Background: In premenopausal women with early estrogen-receptor-positive breast cancer, combined ovarian suppression and aromatase inhibition reduce estradiol production precipitously. The resulting unbalanced and rapid bone remodelling replaces older bone with less bone that is less fully mineralized. We hypothesized that these changes result in severe microstructural deterioration and reduced matrix mineralization density.
Methods: Images of the distal radius and distal tibia were acquired using high-resolution peripheral quantitative computed tomography in a cross-sectional study of 27 premenopausal women, mean age 43.3 years (range 30.4 to 53.7) with early breast cancer made estradiol deficient for 17 months (range 6–120) using ovarian suppression and aromatase inhibition, 42 healthy age-matched premenopausal and 35 postmenopausal controls, mean age 62.6 years (range 60.2 to 65.5). Cortical and trabecular microstructure were quantified using Strax software.
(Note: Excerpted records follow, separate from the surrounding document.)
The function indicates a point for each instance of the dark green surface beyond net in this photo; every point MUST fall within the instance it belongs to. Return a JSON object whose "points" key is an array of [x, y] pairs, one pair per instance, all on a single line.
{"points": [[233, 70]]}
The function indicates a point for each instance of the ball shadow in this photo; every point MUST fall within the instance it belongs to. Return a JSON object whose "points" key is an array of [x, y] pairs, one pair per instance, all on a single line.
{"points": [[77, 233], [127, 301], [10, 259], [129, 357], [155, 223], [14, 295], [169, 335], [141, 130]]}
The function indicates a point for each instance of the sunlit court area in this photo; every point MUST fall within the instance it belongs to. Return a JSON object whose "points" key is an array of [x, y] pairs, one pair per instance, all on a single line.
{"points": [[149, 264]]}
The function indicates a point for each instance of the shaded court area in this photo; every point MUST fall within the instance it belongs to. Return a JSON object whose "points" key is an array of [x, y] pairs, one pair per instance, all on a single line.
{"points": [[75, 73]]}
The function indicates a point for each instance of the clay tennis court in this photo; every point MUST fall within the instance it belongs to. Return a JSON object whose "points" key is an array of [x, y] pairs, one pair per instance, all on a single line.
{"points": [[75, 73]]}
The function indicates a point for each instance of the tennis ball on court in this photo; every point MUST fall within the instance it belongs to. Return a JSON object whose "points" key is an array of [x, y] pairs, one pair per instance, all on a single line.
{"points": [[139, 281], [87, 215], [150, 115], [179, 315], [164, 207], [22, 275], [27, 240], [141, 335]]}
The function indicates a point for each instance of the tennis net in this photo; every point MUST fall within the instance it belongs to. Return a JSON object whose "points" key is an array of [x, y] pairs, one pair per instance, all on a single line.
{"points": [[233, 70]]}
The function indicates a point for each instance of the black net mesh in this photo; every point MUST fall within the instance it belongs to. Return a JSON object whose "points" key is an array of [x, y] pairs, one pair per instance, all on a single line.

Results: Compared with premenopausal controls, the women with breast cancer had 0.75 SD (95% CI 0.21 to 1.29) lower distal radial trabecular bone volume due to 1.29 SD (0.71 to 1.87) fewer trabeculae. Cortical porosity was 1.25 SD (0.59 to 1.91) higher but cortical thickness was not reduced. Compared with postmenopausal controls 20 years older, cases had comparable or lower trabecular bone volume and comparable cortical porosity and thickness. Matrix mineral density was 1.56 SD (0.90 to 2.22) lower than in premenopausal controls and 2.17 SD (1.50 to 2.84) lower than in postmenopausal controls. Results at the tibia were similar.
Conclusion: The severe cortical porosity and trabecular deterioration associated with estradiol depletion and the longevity of premenopausal women with early breast cancer treated with endocrine therapy provide a compelling rationale to investigate the efficacy of antiresorptive therapy initiated at the time of breast cancer treatment.